No estaba viendo la ciudad. Estaba contemplando el recuerdo. Me quedé un momento en silencio después de eso. Era el turno de mi hermanastro. Finalmente, él apoyó los codos en la barandilla y habló.
—Recuerdo esa casa —dijo—. Le visité una vez. Me presenté. Él estaba en la cama, muriéndose.
—¿Qué le dijiste?
—Sólo que había salido adelante. Nada más. No había nada más que decir.
Igual que en ese momento, pensé. ¿Qué había que decir? En cierto modo, mis pensamientos saltaron a mi propia familia hecha añicos. Tenía escaso contacto con los hermanos que conocía, menos con Bosch. Y estaba mi hija, a la que sólo veía ocho días al mes. Parecía que las cosas más importantes de la vida eran las más fáciles de romper.
—Lo has sabido todos estos años —dije al fin—. ¿Por qué no estableciste contacto nunca? Tengo otro hermanastro y tres hermanastras. También son los tuyos.
Bosch al principio no dijo nada, luego me dio la respuesta que supongo que se había estado dando a sí mismo durante varias décadas.

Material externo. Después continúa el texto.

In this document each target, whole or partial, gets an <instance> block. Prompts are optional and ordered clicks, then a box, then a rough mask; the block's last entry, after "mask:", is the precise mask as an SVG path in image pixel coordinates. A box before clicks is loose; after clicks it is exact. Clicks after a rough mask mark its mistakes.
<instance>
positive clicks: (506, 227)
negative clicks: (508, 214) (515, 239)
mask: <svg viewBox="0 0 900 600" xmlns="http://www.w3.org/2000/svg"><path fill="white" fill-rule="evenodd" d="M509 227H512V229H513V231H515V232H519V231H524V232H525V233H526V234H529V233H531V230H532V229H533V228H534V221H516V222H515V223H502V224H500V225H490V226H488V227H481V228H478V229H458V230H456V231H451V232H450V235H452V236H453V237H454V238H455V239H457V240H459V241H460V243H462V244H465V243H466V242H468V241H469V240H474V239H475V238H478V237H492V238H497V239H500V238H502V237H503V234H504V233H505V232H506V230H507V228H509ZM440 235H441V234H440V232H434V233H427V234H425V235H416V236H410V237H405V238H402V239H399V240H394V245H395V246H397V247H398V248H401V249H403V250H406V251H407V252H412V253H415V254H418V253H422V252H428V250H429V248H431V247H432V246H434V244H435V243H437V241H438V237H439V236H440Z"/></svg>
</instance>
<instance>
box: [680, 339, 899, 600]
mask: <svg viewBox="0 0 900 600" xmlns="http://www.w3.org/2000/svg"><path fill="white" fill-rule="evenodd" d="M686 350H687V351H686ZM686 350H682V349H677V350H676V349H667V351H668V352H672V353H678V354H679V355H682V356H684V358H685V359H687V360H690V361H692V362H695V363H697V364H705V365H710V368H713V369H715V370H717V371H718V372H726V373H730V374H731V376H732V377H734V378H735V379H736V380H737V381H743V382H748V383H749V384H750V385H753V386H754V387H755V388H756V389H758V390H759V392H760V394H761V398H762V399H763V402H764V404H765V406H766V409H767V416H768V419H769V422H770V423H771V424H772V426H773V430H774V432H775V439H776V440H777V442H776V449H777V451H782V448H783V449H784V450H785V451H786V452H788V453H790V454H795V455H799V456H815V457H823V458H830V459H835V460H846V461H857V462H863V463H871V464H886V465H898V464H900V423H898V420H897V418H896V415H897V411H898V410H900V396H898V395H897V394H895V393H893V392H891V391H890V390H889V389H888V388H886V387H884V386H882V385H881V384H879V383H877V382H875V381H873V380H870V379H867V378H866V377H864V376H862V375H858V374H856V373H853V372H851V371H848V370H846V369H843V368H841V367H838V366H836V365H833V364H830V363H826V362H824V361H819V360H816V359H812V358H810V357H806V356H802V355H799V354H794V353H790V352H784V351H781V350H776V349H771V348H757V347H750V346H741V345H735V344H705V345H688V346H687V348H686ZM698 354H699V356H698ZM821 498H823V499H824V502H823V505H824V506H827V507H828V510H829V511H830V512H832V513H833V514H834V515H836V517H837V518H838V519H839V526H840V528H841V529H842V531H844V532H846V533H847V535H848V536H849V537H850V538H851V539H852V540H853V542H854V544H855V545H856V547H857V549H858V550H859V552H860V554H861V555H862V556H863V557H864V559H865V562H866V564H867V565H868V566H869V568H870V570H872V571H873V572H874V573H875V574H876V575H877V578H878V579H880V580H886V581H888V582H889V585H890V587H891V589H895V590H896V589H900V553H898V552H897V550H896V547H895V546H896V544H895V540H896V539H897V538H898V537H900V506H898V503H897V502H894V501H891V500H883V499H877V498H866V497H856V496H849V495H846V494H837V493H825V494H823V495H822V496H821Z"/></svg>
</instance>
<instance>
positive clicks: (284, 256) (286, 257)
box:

—No lo sé. Supongo que no quería romperle los esquemas a nadie. A la mayoría de la gente no le gustan las sorpresas. Al menos las de este tipo.
Por un momento me pregunté cómo habría sido mi vida si hubiera conocido a Bosch. Tal vez habría sido policía en lugar de abogado. ¿Quién sabe?
—Lo dejo, ¿sabes?
No estaba seguro de por qué lo había dicho.
—¿Dejar el qué?
—Mi trabajo. El derecho. Se puede decir que el veredicto de plomo fue mi último veredicto.
—Yo lo dejé una vez, pero no funcionó. Volví.
—Ya veremos.
Bosch me miró y luego volvió a fijar la atención en la ciudad. Era un día hermoso, con nubes bajas y un frente de aire frío que había reducido la capa de contaminación a una fina banda ámbar en el horizonte. El sol acababa de coronar las montañas al este y estaba proyectando sus rayos sobre el Pacífico. Veíamos hasta Catalina.
—Fui al hospital cuando te dispararon —me explicó—. No estoy seguro de por qué. Lo vi en las noticias y contaron que fue un tiro en el abdomen. Con esos nunca se sabe. Pensé que si necesitaban sangre o algo, podría…, bueno, suponía que éramos compatibles. En fin, estaban todos los periodistas y cámaras y terminé marchándome.
Sonreí y luego me eché a reír. No pude evitarlo.
—¿Qué tiene tanta gracia?
—Un poli voluntario para dar sangre a un abogado defensor. Creo que no te habrían dejado volver a entrar en el club después de eso.
Esta vez Bosch sonrió y asintió con la cabeza.
—Supongo que no pensé en eso.
Y como si tal cosa, nuestras sonrisas desaparecieron y regresó la incomodidad de dos desconocidos. Finalmente, Bosch miró su reloj.
—Los equipos con las órdenes se reúnen dentro de veinte minutos. He de irme.
—Vale.
—Hasta la vista, abogado.
—Hasta la vista, detective.
Bajó los escalones y me quedé donde estaba. Oí que su coche arrancaba y empezaba a bajar la colina.